How the Lighthouse fallback content audit fails

Lighthouse flags pages that don't contain some content when JavaScript is unavailable:

Lighthouse audit showing page doesn't contain some content when JS is unavailable

Lighthouse disables JavaScript on the page and then inspects the page's HTML. If the HTML is empty, the audit fails.

In the Lighthouse report UI the full PWA badge is given when you pass all of the audits in all of the PWA subcategories (Fast and reliable, Installable, and PWA optimized).

How to ensure your page has content without JavaScript

Progressive enhancement is a large and contentious topic. One camp says that, in order to adhere to the strategy of progressive enhancement, pages should be layered so that basic content and page functionality only require HTML. See Smashing Magazine's Progressive Enhancement: What It Is, And How To Use It for an example of this approach.

Another camp believes that this strict approach is unfeasible or unnecessary for many modern, large-scale web applications and suggests using inline critical-path CSS in the document <head> for absolutely critical page styles.
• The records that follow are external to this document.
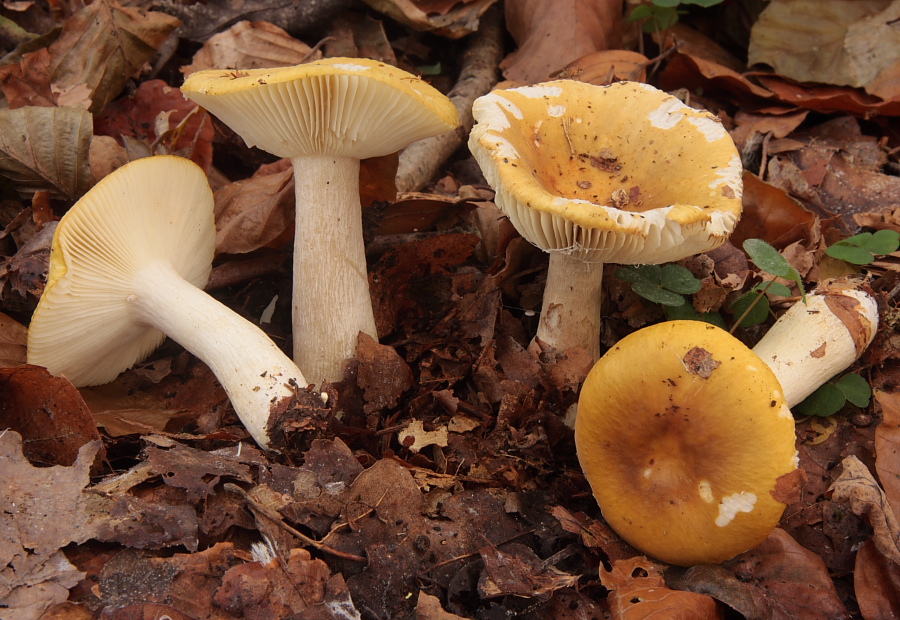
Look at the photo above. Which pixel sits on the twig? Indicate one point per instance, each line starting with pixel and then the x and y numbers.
pixel 420 161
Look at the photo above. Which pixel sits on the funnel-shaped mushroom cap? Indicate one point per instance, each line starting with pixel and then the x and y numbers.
pixel 622 173
pixel 157 208
pixel 337 106
pixel 683 433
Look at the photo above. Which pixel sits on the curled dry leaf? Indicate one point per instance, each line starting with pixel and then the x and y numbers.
pixel 547 39
pixel 858 487
pixel 99 49
pixel 250 45
pixel 33 571
pixel 415 437
pixel 48 412
pixel 876 584
pixel 607 66
pixel 13 337
pixel 254 213
pixel 638 591
pixel 887 446
pixel 517 571
pixel 429 608
pixel 47 149
pixel 160 116
pixel 827 41
pixel 448 18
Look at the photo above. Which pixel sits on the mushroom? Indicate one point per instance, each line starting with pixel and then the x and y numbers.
pixel 622 173
pixel 686 435
pixel 326 116
pixel 127 265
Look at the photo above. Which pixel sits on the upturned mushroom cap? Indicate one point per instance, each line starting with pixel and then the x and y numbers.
pixel 683 434
pixel 351 107
pixel 622 173
pixel 158 208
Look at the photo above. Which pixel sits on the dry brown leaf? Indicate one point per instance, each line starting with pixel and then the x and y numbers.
pixel 607 66
pixel 255 213
pixel 429 608
pixel 47 149
pixel 250 45
pixel 279 590
pixel 887 446
pixel 553 33
pixel 450 19
pixel 771 214
pixel 415 437
pixel 858 487
pixel 34 574
pixel 517 571
pixel 99 49
pixel 639 592
pixel 876 584
pixel 382 375
pixel 159 116
pixel 827 41
pixel 777 580
pixel 13 338
pixel 48 412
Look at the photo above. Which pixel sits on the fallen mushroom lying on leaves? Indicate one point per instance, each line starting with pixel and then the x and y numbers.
pixel 623 173
pixel 685 434
pixel 326 116
pixel 127 267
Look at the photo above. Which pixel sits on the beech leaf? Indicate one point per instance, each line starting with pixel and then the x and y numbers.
pixel 47 149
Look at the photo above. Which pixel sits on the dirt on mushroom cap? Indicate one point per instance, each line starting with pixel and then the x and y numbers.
pixel 683 432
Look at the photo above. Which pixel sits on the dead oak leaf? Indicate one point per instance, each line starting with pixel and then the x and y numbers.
pixel 639 591
pixel 517 571
pixel 858 487
pixel 100 48
pixel 47 149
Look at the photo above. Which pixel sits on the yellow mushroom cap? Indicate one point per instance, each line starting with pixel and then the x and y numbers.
pixel 350 107
pixel 683 433
pixel 621 173
pixel 155 208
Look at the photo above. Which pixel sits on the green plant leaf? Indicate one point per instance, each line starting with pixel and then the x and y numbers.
pixel 657 294
pixel 679 279
pixel 776 288
pixel 757 314
pixel 825 401
pixel 768 258
pixel 855 389
pixel 846 251
pixel 683 312
pixel 642 11
pixel 647 274
pixel 883 242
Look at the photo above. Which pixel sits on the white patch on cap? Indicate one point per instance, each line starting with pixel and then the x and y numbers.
pixel 710 127
pixel 668 114
pixel 731 505
pixel 503 148
pixel 706 492
pixel 538 90
pixel 730 175
pixel 556 110
pixel 350 67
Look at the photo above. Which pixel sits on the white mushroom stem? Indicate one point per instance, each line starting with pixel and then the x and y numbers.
pixel 331 302
pixel 571 310
pixel 251 368
pixel 815 341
Given these considerations, this Lighthouse audit performs a simple check to ensure that your page isn't blank when JavaScript is disabled. How strictly your app adheres to progressive enhancement is a topic of debate, but there's widespread agreement that all pages should display at least some information when JavaScript is disabled, even if the content is just an alert to the user that JavaScript is required to use the page.

For pages that absolutely must rely on JavaScript, one approach is to use a <noscript> element to alert the user that JavaScript is required for the page. This is better than a blank page because the blank page leaves users uncertain about whether there's a problem with the page, their browsers, or their computers.

To see how your site looks and performs when JavaScript is disabled, use Chrome DevTools' Disable JavaScript feature.